I’ve been on the fence about whether or not I should discuss the Jezebel stereotype, but I feel like I must even though it’s explicit in nature. I love blogging about writing and books, but as a Black woman, I also like to blog about Black history facts and the Black experience.

Warning ⚠: Some images may be disturbing.

When it comes to the Jezebel stereotype, the depths of this stereotype is rooted in both racism and sexual violence. To make a long history lesson short, the Jezebel stereotype was created by White men to justify their raping of Black women. In other words, this stereotype claims that Black women are promiscuous and hypersexual so they can’t be raped.

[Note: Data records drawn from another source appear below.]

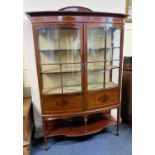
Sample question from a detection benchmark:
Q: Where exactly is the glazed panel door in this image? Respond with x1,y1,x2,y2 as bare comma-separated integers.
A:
85,23,121,109
34,23,84,111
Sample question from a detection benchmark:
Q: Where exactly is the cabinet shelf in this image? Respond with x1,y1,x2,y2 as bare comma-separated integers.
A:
88,82,118,90
39,49,80,52
41,65,119,74
39,47,120,52
43,85,82,94
43,82,118,94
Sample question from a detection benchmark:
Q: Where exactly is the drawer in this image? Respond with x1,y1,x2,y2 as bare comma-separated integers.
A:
62,94,83,112
87,88,120,109
42,95,62,113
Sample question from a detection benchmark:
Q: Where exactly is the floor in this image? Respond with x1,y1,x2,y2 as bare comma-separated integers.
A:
31,123,132,155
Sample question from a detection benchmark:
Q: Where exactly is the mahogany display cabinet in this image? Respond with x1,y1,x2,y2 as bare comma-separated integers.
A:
26,7,126,148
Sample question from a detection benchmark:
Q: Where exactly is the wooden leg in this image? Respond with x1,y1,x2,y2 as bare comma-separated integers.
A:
84,115,88,133
44,136,48,150
42,117,48,150
116,107,120,136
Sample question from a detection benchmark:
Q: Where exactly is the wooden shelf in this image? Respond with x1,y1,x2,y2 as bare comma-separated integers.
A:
39,49,81,52
39,47,120,52
41,65,119,74
43,82,118,95
88,82,118,91
46,113,116,137
43,85,82,94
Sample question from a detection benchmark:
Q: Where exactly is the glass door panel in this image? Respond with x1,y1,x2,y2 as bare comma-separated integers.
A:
106,26,121,60
59,27,82,94
87,27,105,62
105,25,121,88
59,27,81,63
87,24,106,91
37,27,62,94
37,24,82,94
42,73,62,94
105,68,119,88
62,64,82,93
88,62,104,90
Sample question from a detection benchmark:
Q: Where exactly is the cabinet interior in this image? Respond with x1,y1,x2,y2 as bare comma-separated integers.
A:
37,26,121,94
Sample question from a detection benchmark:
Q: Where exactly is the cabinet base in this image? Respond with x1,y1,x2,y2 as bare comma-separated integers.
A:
44,113,117,137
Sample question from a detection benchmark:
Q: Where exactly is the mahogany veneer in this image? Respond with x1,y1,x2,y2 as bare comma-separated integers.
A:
26,6,126,149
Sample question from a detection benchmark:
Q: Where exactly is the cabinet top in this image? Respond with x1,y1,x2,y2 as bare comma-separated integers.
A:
26,6,127,18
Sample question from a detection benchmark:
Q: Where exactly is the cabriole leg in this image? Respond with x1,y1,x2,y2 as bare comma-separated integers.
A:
42,117,48,150
116,107,120,136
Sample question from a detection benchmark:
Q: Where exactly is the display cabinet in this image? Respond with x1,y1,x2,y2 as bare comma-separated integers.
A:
27,7,126,149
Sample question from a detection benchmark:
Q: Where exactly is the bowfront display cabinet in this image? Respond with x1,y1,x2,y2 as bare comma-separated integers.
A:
26,7,126,148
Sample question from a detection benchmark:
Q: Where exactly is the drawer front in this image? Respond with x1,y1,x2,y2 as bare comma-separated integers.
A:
87,88,120,109
42,95,62,113
62,94,83,112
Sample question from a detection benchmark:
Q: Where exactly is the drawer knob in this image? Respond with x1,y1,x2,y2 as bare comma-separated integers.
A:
98,95,108,103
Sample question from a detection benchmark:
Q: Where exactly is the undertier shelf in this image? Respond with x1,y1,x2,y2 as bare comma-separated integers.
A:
45,113,116,137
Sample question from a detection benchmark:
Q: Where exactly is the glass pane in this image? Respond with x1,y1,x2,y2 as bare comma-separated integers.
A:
88,62,104,90
40,50,60,64
106,27,121,48
41,65,60,73
106,27,121,60
113,48,120,60
62,64,81,93
106,61,119,70
59,28,81,63
37,27,60,64
105,68,119,88
42,74,62,94
37,27,59,50
87,27,105,62
88,62,104,71
62,64,81,72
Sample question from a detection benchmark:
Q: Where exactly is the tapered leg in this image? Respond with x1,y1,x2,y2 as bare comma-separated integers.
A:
116,107,120,136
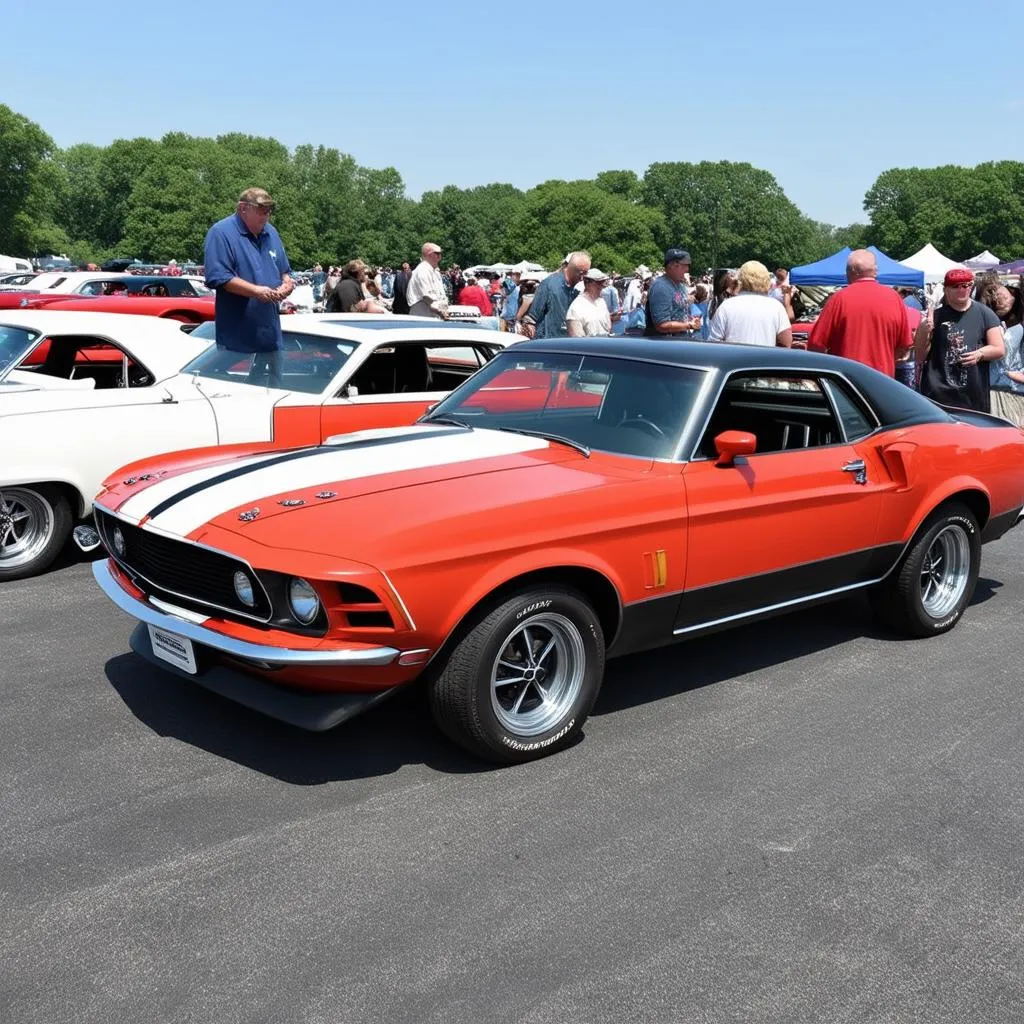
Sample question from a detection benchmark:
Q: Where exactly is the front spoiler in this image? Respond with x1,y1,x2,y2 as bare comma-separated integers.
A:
129,622,404,732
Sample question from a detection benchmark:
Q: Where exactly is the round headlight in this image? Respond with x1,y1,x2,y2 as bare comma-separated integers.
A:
232,569,256,608
288,580,319,626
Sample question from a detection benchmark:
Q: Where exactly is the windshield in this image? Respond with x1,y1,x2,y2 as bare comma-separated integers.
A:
181,321,356,394
425,349,706,459
0,324,39,381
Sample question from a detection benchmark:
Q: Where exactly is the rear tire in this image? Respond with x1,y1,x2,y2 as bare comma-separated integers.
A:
872,502,981,637
430,586,604,764
0,483,72,581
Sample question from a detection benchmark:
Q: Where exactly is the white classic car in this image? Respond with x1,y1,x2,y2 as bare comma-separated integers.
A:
0,309,516,580
1,270,213,296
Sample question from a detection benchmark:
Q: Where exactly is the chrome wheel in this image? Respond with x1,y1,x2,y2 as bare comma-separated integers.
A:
921,523,971,618
0,487,54,569
490,612,587,736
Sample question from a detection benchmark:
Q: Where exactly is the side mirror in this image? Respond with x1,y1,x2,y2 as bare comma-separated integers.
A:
715,430,758,466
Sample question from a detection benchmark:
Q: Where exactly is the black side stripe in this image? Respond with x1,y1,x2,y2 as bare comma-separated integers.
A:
148,427,466,519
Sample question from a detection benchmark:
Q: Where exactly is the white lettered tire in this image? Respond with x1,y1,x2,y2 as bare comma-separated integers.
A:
872,502,981,637
430,585,604,764
0,483,72,581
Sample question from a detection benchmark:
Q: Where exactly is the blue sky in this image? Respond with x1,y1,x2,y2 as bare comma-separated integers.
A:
0,0,1024,230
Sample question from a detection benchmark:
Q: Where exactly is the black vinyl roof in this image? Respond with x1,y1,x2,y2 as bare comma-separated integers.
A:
509,337,952,427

Many today still see Black women as promiscuous, “easy” and “wild” when it comes down to sex. I can remember one of my White professors sharing stories of other White men who admitted that they envied their forefathers. What exactly were they envying? The raping of Black women and having multiple Black women as bed wenches. How disturbing, deviant and sad.

What’s even sadder is the unfortunate fact that some Black women have allowed themselves to be bedded by some of these White men who believe in or base their opinions of Black women off of the Jezebel stereotype.

I can tell you the few Black women who allowed themselves to be made into a fool by some of these White men definitely had low self-esteem. Sadly, they also craved the approval, acceptance and attention of White men. How tragic, desperate and unfortunate.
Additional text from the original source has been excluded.